Cheap Japanese computer memory also allowed U.S. software companies to write more powerful, productive and entertaining software. And it helped establish the U.S. monopoly in operating systems.

These developments illustrated a new principle — and, at the same time, the restatement of an older one — of an interconnected, information-intense world economy.

In a world in which you can have access to any resource, product, service, good, input, component or factor, the key to corporate competitiveness is to determine how best to add value to the assortment. It matters far less to control all the steps along the value chain — as long as there is easy access to the various components.

And a corollary is that, contrary to the hype of the 1980s, manufacturing doesn't really matter that much. That's not to denigrate manufacturing. But we have now seen that a country does not actually need to make memory chips in order to write and sell software — or, for that matter, produce things in order to finance or design them.

The Internet's ability to provide costless information anywhere allows manufacturing to go wherever it wants. Sure, labor costs still count.

But increasingly, manufacturing goes where there's an infrastructure of services to support it — meaning telecommunications, transportation, finance, information processing and the like.

In the information age, services matter at least as much as manufacturing does. That, coincidentally, is a pressing reason why forward-looking developing countries need to liberalize service trade and lower the cost of doing business in their locales in their very own interest.

And then, as the big finale, came the demise of Japan as Number One. A variety of forces have led to its decade-long torpor. But the most important was the very lack of openness that Japan's economic disciples initially found so enticing.

While Japan's incestuous conglomerates were attempting to dominate the entire computer “stack” through over-investment and production-at-a-loss, U.S. specialists such as Microsoft, Oracle, Cisco and Dell were efficiently attacking individual slices of that stack and dominating them.

In essence, they took the vertically-integrated “stack” — and turned it 90 degrees, by specializing in horizontal segments of the stack instead of competing to provide the entire vertical affair. The more open U.S. approach — to take what the market offers and find a way to add value to it — has run roughshod over the Japanese public-private partner and plan approach.
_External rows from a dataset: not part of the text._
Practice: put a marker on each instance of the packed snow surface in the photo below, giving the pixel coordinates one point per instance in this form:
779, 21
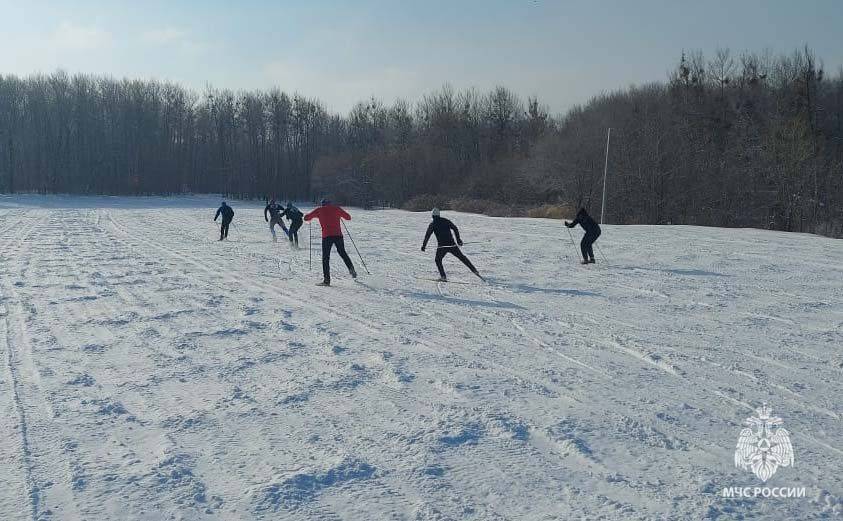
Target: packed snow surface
152, 372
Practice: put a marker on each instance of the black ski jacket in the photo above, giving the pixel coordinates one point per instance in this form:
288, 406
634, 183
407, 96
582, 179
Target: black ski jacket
293, 214
226, 212
585, 220
272, 209
442, 227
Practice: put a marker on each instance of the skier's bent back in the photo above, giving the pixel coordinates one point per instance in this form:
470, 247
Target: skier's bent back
273, 209
227, 215
329, 216
442, 228
592, 232
295, 216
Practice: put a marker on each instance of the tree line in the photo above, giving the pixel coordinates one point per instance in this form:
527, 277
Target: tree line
731, 140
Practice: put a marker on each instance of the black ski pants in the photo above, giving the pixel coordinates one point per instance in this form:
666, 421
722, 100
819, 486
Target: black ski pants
327, 244
456, 252
587, 242
294, 232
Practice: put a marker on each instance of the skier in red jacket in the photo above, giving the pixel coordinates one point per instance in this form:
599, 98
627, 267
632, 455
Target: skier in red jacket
329, 216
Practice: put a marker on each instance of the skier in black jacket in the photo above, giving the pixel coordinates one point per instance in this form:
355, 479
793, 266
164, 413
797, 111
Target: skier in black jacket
442, 228
227, 215
273, 209
592, 232
296, 219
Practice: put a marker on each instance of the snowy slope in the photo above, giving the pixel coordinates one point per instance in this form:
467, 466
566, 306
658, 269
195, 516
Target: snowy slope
151, 372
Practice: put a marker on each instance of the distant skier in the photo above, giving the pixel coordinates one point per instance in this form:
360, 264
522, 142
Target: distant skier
592, 232
227, 215
295, 217
442, 228
273, 210
329, 216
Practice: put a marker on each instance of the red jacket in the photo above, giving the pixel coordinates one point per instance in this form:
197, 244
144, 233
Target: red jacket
329, 217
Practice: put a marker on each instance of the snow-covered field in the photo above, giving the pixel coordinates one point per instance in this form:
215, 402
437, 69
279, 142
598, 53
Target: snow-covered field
151, 372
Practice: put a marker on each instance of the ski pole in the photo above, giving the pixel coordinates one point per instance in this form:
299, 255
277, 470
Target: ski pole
463, 244
355, 247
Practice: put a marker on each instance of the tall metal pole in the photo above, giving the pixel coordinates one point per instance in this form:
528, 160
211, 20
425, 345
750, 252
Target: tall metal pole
605, 170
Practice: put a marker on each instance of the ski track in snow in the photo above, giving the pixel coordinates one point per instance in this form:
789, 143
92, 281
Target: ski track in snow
152, 372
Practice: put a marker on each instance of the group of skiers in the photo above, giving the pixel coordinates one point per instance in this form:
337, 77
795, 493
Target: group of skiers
330, 218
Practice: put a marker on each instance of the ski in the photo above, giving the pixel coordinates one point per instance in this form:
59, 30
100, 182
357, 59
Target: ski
449, 281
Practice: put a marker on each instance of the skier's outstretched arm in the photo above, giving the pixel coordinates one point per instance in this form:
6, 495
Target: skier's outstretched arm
312, 214
427, 236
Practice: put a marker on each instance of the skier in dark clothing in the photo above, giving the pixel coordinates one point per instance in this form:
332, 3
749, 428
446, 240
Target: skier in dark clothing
274, 211
227, 215
296, 219
329, 216
592, 232
442, 228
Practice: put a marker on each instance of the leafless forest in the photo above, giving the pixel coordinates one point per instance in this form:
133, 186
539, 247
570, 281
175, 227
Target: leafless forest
726, 140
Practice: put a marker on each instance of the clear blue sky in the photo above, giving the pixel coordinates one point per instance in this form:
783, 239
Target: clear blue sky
342, 52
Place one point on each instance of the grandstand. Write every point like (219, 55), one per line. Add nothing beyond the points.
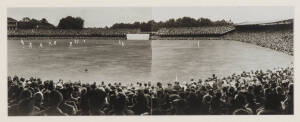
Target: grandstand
(209, 31)
(276, 35)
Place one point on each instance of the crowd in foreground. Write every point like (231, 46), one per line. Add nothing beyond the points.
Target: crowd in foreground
(249, 93)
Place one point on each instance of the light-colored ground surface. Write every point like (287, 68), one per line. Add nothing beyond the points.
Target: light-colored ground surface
(157, 60)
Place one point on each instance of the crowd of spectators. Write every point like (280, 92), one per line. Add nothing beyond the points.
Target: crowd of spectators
(279, 40)
(195, 31)
(87, 32)
(249, 93)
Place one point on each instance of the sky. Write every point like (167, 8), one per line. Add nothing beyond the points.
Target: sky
(107, 16)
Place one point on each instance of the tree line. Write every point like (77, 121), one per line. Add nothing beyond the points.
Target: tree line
(151, 25)
(70, 22)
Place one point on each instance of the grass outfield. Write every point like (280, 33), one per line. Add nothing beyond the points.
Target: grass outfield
(156, 60)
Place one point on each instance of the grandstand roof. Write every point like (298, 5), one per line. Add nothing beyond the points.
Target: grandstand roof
(288, 21)
(11, 20)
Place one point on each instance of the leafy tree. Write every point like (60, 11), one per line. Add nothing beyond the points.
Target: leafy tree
(70, 22)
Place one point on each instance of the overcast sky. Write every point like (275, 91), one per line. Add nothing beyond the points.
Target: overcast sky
(106, 16)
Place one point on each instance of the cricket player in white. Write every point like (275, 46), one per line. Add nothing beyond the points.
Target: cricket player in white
(41, 45)
(30, 45)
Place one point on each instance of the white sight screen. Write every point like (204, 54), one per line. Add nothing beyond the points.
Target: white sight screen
(138, 36)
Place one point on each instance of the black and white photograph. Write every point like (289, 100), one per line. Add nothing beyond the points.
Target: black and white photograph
(150, 61)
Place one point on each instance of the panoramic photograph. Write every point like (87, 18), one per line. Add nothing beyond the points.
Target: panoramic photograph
(143, 61)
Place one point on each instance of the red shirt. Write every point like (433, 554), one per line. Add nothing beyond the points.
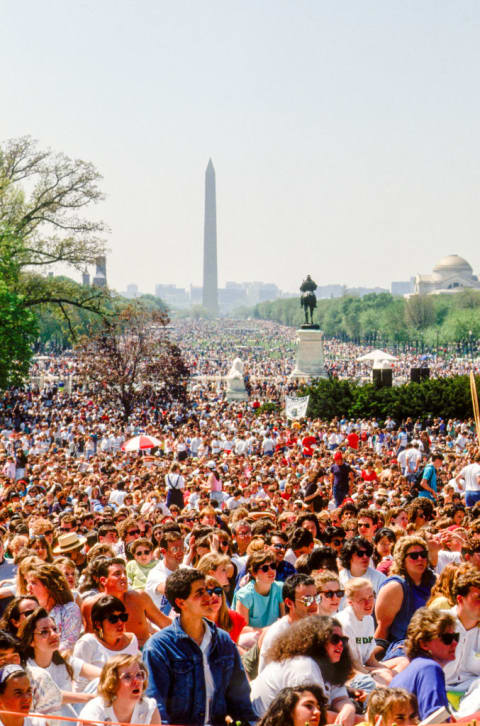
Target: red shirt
(238, 624)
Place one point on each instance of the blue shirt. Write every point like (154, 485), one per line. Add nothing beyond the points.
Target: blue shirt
(430, 474)
(263, 610)
(425, 678)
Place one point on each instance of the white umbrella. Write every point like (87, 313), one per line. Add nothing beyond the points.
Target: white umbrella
(141, 443)
(376, 356)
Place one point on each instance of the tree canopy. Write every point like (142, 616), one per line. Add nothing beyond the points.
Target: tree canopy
(376, 318)
(45, 200)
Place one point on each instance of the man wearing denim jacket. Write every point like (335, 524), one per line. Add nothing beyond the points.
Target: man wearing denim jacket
(194, 668)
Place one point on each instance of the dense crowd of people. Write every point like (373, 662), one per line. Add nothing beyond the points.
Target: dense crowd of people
(247, 569)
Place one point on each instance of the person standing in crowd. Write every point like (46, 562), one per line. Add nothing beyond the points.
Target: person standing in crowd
(194, 668)
(341, 477)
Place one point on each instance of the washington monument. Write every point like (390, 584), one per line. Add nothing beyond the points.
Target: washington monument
(210, 279)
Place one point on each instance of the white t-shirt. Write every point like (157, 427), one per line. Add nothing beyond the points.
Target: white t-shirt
(290, 672)
(375, 577)
(359, 633)
(276, 629)
(90, 650)
(156, 577)
(98, 710)
(207, 673)
(470, 474)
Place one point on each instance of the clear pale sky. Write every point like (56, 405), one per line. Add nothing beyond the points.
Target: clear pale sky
(344, 133)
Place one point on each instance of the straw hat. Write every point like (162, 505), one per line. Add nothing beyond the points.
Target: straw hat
(68, 542)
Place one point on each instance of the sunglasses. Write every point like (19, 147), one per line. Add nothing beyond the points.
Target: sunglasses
(218, 591)
(113, 619)
(448, 638)
(27, 613)
(129, 678)
(266, 568)
(423, 555)
(308, 600)
(362, 553)
(45, 632)
(333, 593)
(335, 639)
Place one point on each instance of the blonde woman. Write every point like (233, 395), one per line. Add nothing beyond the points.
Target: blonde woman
(121, 694)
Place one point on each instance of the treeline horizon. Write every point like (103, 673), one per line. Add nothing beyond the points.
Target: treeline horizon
(427, 320)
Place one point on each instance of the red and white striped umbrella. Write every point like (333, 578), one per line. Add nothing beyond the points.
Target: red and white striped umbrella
(141, 443)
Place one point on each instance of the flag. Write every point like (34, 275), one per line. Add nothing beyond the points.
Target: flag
(296, 407)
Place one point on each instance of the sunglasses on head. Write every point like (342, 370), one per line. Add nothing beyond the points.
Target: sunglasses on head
(113, 619)
(335, 639)
(423, 554)
(333, 593)
(308, 600)
(266, 568)
(218, 591)
(448, 638)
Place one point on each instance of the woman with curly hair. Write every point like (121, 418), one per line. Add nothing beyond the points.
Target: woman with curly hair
(16, 612)
(297, 706)
(313, 650)
(431, 643)
(49, 585)
(406, 589)
(121, 694)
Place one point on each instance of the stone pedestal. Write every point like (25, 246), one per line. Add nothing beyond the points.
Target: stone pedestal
(310, 361)
(239, 395)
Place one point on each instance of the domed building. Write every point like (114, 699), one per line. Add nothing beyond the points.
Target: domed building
(450, 274)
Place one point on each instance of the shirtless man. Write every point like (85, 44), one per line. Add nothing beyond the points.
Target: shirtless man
(139, 606)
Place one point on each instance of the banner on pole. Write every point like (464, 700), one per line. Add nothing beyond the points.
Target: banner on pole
(296, 407)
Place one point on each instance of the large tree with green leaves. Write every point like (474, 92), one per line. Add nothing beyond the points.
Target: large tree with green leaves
(18, 325)
(45, 198)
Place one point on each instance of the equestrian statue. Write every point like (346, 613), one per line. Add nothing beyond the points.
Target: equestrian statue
(308, 299)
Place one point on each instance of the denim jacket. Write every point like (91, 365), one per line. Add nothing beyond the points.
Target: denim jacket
(176, 680)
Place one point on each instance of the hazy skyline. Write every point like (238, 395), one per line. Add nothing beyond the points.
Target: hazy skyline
(344, 135)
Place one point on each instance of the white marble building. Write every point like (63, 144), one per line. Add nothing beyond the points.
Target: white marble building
(450, 274)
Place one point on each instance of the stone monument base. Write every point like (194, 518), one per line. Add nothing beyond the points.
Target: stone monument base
(232, 396)
(310, 362)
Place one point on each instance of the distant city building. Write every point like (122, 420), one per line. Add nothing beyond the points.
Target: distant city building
(362, 291)
(450, 274)
(210, 275)
(324, 292)
(100, 279)
(403, 287)
(173, 296)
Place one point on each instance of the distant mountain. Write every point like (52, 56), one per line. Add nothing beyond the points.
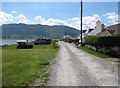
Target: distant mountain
(30, 31)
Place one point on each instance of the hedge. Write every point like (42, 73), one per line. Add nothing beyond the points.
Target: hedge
(106, 41)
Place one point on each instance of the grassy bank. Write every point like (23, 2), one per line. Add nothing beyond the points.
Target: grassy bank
(22, 66)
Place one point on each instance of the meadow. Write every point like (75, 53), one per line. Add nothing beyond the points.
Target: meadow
(21, 67)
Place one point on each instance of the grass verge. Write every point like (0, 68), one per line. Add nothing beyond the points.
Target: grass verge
(20, 67)
(98, 54)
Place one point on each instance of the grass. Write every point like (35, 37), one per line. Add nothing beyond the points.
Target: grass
(20, 67)
(98, 54)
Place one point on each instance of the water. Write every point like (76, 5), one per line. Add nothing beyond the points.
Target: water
(9, 41)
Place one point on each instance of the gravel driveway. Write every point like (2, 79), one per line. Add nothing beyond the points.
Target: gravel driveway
(75, 67)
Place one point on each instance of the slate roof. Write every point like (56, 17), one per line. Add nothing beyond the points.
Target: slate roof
(113, 30)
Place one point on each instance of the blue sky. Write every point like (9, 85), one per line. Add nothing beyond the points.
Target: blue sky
(59, 13)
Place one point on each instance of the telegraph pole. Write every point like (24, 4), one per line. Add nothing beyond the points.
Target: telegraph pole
(81, 21)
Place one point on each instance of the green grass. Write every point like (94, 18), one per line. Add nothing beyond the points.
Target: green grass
(20, 67)
(98, 54)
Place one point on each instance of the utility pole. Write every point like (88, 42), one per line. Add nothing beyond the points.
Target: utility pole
(81, 21)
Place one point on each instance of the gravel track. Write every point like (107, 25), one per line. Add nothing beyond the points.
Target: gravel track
(75, 67)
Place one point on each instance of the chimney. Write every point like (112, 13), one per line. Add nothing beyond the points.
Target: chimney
(102, 27)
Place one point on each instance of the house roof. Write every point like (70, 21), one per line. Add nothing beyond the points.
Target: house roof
(114, 29)
(111, 31)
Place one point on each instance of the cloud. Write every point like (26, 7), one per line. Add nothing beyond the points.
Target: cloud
(13, 12)
(39, 19)
(22, 19)
(112, 18)
(5, 18)
(50, 21)
(88, 22)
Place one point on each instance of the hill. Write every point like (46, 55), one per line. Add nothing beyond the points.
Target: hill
(31, 31)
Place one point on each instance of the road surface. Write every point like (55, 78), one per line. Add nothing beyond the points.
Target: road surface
(75, 67)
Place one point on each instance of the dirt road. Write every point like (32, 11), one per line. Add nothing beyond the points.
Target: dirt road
(75, 67)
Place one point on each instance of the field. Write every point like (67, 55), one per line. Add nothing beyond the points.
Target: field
(21, 67)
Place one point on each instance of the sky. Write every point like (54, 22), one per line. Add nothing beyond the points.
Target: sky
(59, 13)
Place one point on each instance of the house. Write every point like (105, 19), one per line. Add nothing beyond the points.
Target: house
(113, 30)
(99, 27)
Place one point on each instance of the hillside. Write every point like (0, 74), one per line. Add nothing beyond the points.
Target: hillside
(31, 31)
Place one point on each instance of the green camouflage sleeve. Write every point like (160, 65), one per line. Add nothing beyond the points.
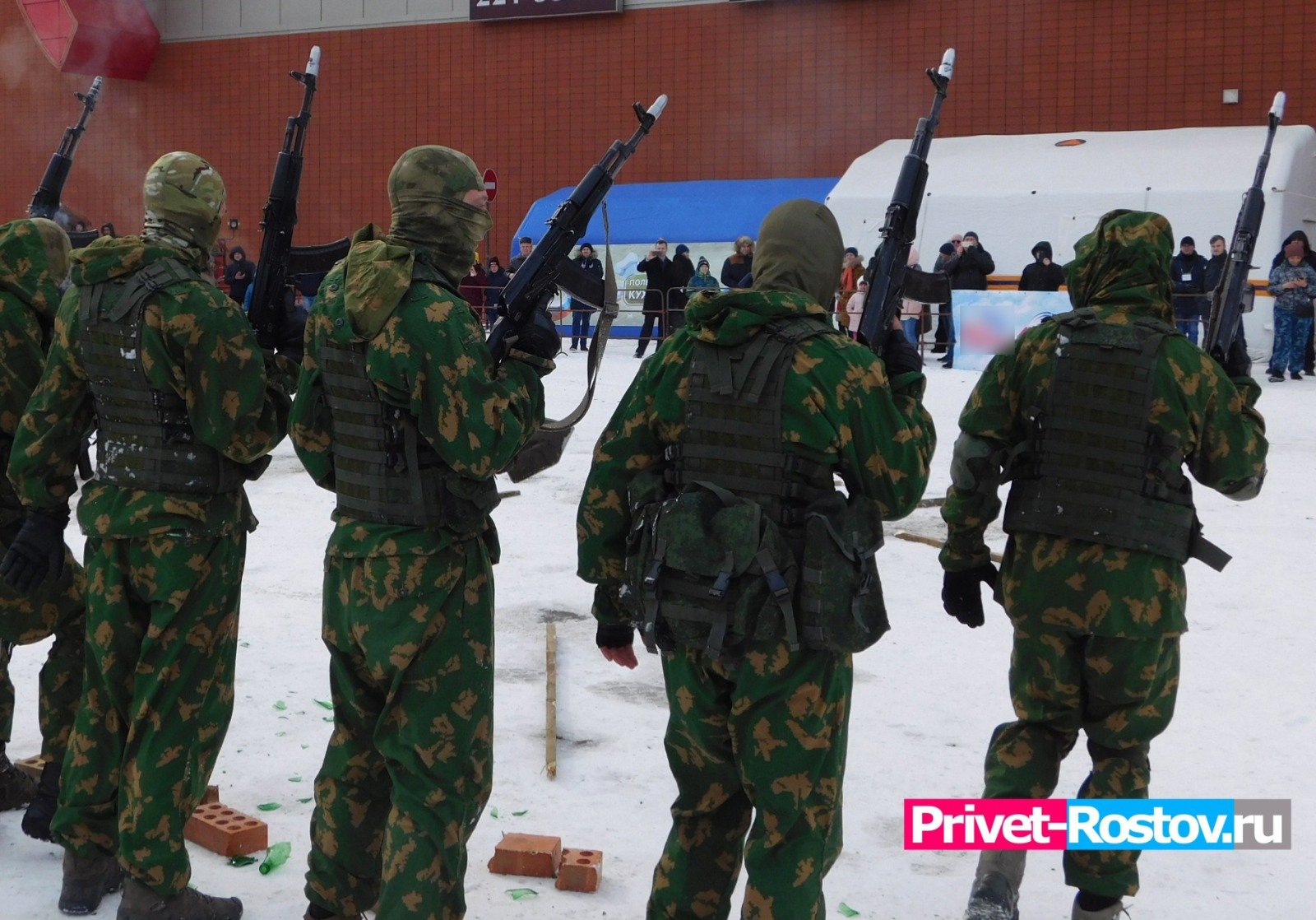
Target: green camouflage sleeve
(628, 445)
(45, 450)
(237, 399)
(21, 360)
(887, 441)
(308, 425)
(433, 358)
(1230, 452)
(986, 434)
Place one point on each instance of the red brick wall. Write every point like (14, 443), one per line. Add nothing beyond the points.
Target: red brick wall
(758, 90)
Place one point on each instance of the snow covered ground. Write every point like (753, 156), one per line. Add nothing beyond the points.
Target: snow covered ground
(925, 702)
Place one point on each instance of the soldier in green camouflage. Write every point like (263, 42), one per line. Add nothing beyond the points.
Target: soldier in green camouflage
(151, 353)
(757, 732)
(405, 416)
(1092, 416)
(33, 263)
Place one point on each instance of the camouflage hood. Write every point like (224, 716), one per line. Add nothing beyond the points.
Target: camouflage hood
(799, 250)
(1123, 266)
(377, 276)
(425, 191)
(33, 263)
(114, 257)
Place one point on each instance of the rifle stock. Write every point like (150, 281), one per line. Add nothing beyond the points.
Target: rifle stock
(45, 200)
(888, 276)
(549, 266)
(1232, 296)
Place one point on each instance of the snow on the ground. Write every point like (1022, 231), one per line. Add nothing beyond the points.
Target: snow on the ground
(925, 702)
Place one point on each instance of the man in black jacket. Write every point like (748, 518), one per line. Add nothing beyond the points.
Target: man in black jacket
(1043, 274)
(658, 270)
(1189, 272)
(967, 270)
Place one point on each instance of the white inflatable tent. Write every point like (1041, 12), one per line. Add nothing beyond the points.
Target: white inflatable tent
(1015, 190)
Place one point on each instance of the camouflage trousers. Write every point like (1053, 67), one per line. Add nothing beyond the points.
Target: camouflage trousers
(56, 608)
(1120, 693)
(162, 623)
(408, 769)
(758, 748)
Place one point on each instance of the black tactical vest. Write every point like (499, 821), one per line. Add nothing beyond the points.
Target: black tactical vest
(385, 470)
(145, 439)
(1092, 466)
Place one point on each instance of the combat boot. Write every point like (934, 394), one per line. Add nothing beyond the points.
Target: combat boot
(1107, 913)
(995, 893)
(87, 880)
(141, 904)
(16, 788)
(36, 821)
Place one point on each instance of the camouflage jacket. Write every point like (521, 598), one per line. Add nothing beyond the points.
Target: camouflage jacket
(197, 342)
(28, 300)
(1072, 583)
(837, 408)
(427, 355)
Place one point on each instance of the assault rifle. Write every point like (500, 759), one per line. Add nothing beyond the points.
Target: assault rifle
(548, 270)
(890, 281)
(271, 292)
(45, 200)
(1234, 295)
(549, 267)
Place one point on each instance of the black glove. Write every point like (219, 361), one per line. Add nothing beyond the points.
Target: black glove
(901, 355)
(39, 551)
(960, 594)
(615, 634)
(1237, 364)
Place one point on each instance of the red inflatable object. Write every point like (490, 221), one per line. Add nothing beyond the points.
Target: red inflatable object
(95, 37)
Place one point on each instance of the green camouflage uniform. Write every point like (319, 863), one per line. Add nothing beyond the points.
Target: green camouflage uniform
(758, 746)
(1096, 628)
(408, 611)
(164, 570)
(33, 261)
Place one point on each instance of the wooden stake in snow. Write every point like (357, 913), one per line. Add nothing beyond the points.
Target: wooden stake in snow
(550, 702)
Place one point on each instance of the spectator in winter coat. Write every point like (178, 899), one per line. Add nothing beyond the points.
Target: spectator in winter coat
(852, 269)
(495, 279)
(581, 311)
(682, 270)
(658, 270)
(1043, 274)
(473, 286)
(1293, 283)
(526, 248)
(1311, 259)
(739, 263)
(1189, 272)
(703, 279)
(969, 270)
(239, 272)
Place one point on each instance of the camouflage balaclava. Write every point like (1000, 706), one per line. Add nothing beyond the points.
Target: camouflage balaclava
(1124, 263)
(799, 249)
(33, 263)
(184, 203)
(425, 193)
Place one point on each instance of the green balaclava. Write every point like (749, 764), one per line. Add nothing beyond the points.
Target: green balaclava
(33, 263)
(425, 191)
(799, 249)
(1124, 263)
(184, 204)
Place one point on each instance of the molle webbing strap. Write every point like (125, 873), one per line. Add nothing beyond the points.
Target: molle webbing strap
(1094, 469)
(734, 425)
(145, 436)
(385, 472)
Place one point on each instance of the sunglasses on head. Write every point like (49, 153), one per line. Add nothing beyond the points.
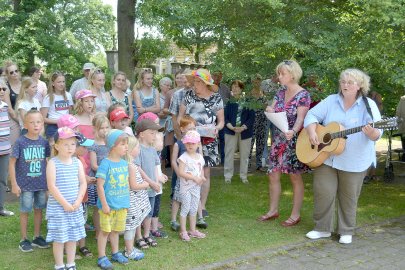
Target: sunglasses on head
(13, 71)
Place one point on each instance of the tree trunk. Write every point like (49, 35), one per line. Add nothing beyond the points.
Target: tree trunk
(126, 37)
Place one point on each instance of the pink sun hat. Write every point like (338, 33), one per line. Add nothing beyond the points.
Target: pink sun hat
(67, 120)
(84, 93)
(191, 136)
(147, 115)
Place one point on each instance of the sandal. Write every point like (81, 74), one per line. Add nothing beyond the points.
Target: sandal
(150, 241)
(291, 222)
(104, 263)
(196, 234)
(85, 252)
(140, 243)
(184, 236)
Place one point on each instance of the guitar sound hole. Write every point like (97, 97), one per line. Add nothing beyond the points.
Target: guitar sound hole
(326, 138)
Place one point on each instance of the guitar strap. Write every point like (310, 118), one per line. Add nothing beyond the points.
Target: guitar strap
(368, 107)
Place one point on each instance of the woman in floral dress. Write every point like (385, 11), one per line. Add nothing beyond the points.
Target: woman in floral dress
(295, 101)
(205, 105)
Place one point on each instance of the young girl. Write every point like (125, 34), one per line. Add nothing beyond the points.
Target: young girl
(145, 96)
(67, 186)
(26, 99)
(118, 93)
(97, 152)
(85, 109)
(191, 177)
(56, 103)
(96, 85)
(139, 205)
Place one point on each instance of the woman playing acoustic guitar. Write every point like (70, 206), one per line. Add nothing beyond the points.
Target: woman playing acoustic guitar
(341, 176)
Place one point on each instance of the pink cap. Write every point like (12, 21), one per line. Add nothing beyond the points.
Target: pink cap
(84, 93)
(191, 136)
(148, 115)
(118, 114)
(67, 120)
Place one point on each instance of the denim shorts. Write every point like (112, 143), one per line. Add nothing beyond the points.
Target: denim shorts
(32, 198)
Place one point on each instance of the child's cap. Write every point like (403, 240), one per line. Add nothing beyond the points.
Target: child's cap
(191, 136)
(84, 93)
(65, 133)
(83, 141)
(113, 136)
(67, 120)
(147, 124)
(147, 115)
(118, 114)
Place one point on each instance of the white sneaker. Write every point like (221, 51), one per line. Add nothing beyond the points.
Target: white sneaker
(345, 239)
(317, 235)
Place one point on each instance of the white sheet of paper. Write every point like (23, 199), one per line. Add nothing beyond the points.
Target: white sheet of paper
(279, 120)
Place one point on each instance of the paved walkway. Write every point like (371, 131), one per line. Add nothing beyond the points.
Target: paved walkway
(379, 246)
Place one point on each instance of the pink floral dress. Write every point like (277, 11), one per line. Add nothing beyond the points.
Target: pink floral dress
(282, 156)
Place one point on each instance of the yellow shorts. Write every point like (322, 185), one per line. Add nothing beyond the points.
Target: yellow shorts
(114, 221)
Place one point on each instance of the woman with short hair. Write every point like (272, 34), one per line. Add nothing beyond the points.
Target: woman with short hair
(339, 178)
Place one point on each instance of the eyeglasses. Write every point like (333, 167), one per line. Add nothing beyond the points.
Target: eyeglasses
(343, 82)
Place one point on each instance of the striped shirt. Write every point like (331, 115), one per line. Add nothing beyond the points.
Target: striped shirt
(5, 146)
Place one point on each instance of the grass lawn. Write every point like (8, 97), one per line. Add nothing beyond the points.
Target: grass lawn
(233, 230)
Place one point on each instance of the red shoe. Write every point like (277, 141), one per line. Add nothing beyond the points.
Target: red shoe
(291, 222)
(267, 217)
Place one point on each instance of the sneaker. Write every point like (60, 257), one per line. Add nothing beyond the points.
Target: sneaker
(175, 226)
(25, 246)
(201, 223)
(40, 242)
(317, 235)
(159, 234)
(205, 213)
(6, 213)
(119, 258)
(345, 239)
(135, 254)
(197, 234)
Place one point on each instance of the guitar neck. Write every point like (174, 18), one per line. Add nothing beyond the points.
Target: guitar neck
(344, 133)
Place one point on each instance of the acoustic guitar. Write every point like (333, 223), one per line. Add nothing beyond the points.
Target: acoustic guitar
(332, 138)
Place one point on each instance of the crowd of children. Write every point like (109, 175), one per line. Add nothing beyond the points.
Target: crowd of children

The failure of the economic domino theory, which led to semiconductor protection in the United States in the 1980s, reminds us that protecting domestic industries rarely does anything worthwhile — other than save the few jobs that remain. In short, one man's meat is another man's poison.

Cheap foreign steel leads to low-cost domestic cars, construction equipment and appliances. Cheap foreign textiles lead to low-cost U.S. fashion products. Cheap computer memory leads to a plethora of new electronic devices and their applications.

An open, competitive economy takes what the world offers — and turns it into something more valuable. Like the Japanese chips that no longer exist, cheap imports are not something smart economies need protection from.

— Everett Ehrlich is the Senior Vice President and Director of Research for the Committee for Economic Development.